Learning Objectives¶

• Learn to recognize tangled access control policies.
• Use techniques to untangle co-mingled policies and cohorts.

Lab Components¶

• Grouper

Overview¶

A baseline of core services services are enabled by default for a broad range of community cohorts. The current approach uses a hodge-podge of scripts and manual intervention to establish a group of “institutional people” that are granted access to a wide range of services. The system can best be described as fragile, brittle, and difficult, if not impossible, to evolve and maintain. In other words– state of the industry.

Last year your CIO came back from Internet2 Summit and declared that your institution is going to deploy TIER. You’ve just managed to get the Grouper software up and running, when the head of your LMS group, Vicky, bursts into your office space and tells you that there are 50 visiting scholars showing up on campus tomorrow, and they all need access to the LMS for a campus-wide lecture series.

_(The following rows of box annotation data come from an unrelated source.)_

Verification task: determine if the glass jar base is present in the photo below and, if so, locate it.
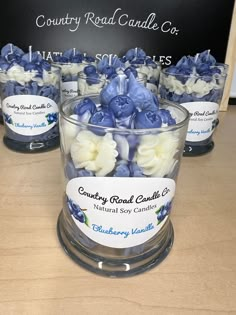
[183,141,214,156]
[57,212,174,278]
[3,136,60,153]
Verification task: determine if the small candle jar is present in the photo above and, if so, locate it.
[53,62,89,101]
[160,64,228,156]
[0,65,60,152]
[78,72,107,96]
[58,95,189,277]
[131,60,161,95]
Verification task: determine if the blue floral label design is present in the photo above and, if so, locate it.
[65,177,175,248]
[3,113,13,125]
[181,102,219,142]
[67,197,89,226]
[156,201,172,225]
[45,113,58,125]
[2,95,59,136]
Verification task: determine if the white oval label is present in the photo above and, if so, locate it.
[180,102,219,142]
[66,177,175,248]
[61,81,78,101]
[2,95,58,136]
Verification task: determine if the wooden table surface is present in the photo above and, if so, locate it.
[0,106,236,315]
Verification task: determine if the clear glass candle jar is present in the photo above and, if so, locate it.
[0,66,60,152]
[78,72,107,96]
[54,62,89,102]
[128,61,161,95]
[58,95,189,277]
[160,64,228,156]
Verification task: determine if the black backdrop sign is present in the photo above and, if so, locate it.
[0,0,234,65]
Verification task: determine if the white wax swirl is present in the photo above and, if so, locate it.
[70,130,118,176]
[78,76,105,95]
[135,131,178,177]
[161,75,224,98]
[0,65,60,86]
[59,115,79,154]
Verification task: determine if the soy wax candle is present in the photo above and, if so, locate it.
[58,74,189,277]
[0,44,60,152]
[160,50,228,156]
[53,48,96,101]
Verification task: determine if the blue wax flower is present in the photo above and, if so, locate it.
[86,73,99,85]
[38,85,58,100]
[197,50,216,66]
[67,197,87,223]
[84,65,97,76]
[158,108,176,126]
[97,56,125,76]
[73,97,97,123]
[125,48,146,61]
[100,74,128,105]
[108,95,135,119]
[89,109,116,128]
[156,201,172,224]
[83,55,96,63]
[146,58,157,68]
[113,163,130,177]
[134,110,162,129]
[127,73,158,111]
[113,161,145,177]
[129,162,146,177]
[77,169,94,177]
[124,66,138,78]
[3,113,13,125]
[1,44,24,62]
[45,113,58,125]
[176,56,195,71]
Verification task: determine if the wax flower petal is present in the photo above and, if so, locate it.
[71,130,118,176]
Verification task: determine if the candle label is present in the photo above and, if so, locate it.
[61,81,78,101]
[146,82,158,95]
[2,95,58,136]
[181,102,219,142]
[66,177,175,248]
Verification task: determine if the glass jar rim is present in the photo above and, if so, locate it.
[161,63,229,79]
[60,94,190,135]
[0,64,61,75]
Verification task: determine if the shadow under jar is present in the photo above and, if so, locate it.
[57,95,189,277]
[159,64,228,156]
[0,66,61,153]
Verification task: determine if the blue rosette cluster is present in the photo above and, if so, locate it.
[160,50,228,104]
[120,48,161,90]
[61,73,178,180]
[66,197,88,225]
[53,48,96,82]
[0,44,60,149]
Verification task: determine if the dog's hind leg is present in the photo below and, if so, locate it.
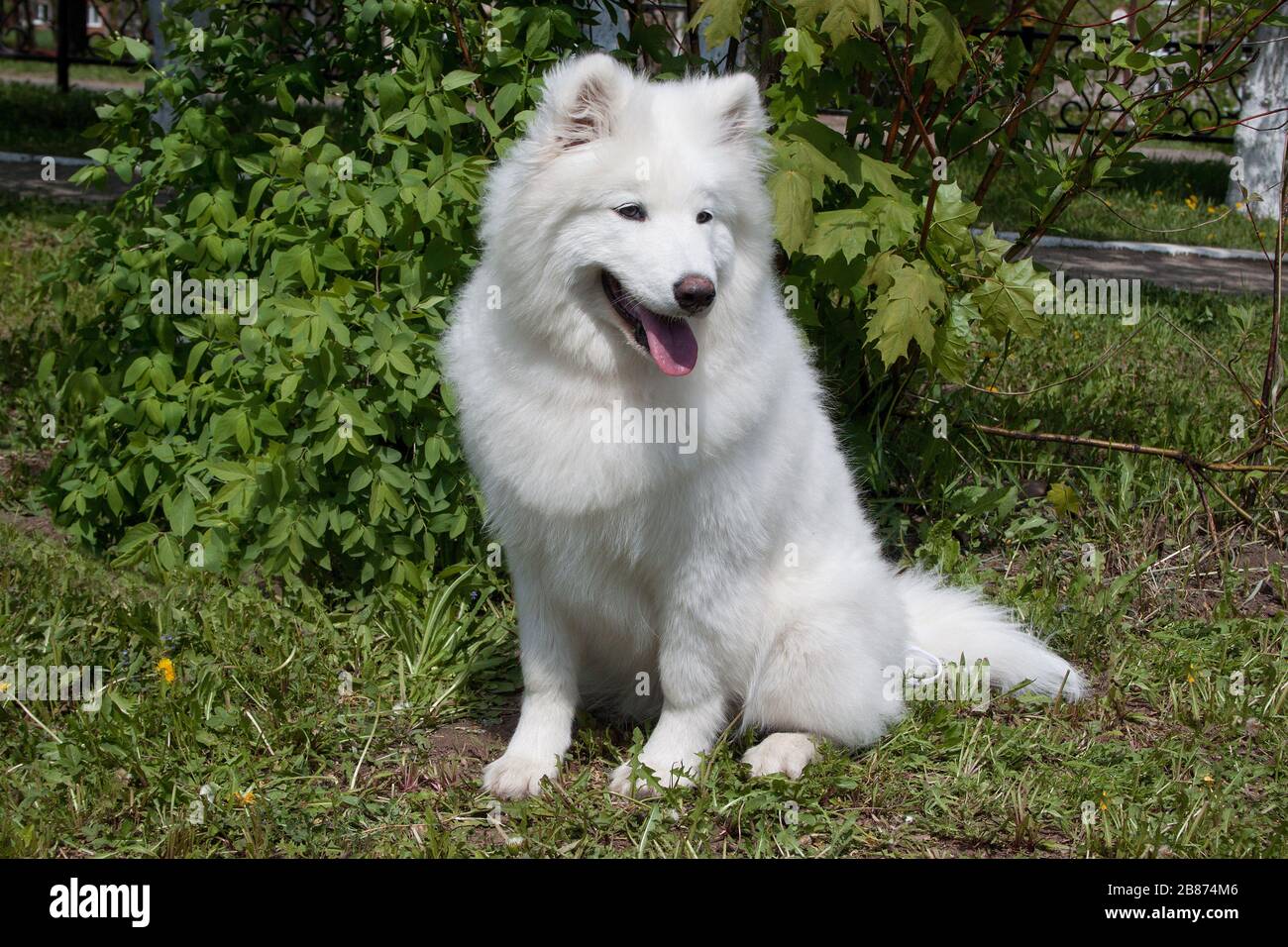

Your co-worker had mentioned this to you before she left for her month long vacation. She had told you she had taken care of creating the guest accounts, and not to worry. You just need to grant access to the LMS when the time comes. No problem.

But suddenly, you realize that access is controlled via the “institutional people” group in your Enterprise Directory Information Tree! If you add the scholars to that group, they’ll have access to everything on campus!

Before panic sets in, you remember your Grouper training. You’ll need a little help from Vicky, but with Grouper, you’ve got this covered. “OK, Vicky,” you say in a calm, steady voice. “Here’s what I’m going to need your team to do …”

Exercise 401.4.1¶

Untangling Policies from Cohorts

The goal of this exercise is to grant access to the LMS for the 50 visiting scholar guest accounts without granting additional access to those accounts. Since access control does not happen in a vacuum, you’ll need some minimal assistance from the LMS team. Vicky’s team can configure the LMS to point to a new group in the LDAP DIT, but that’s all the help you’ll get.

The basic issue is that the legacy access control mechanisms are based on a cohort of loosely defined “institutional people”. All your institution’s services are using this cohort directly to determine who is supposed to have access.

You’ll need to use your new Grouper skills to resolve this issue.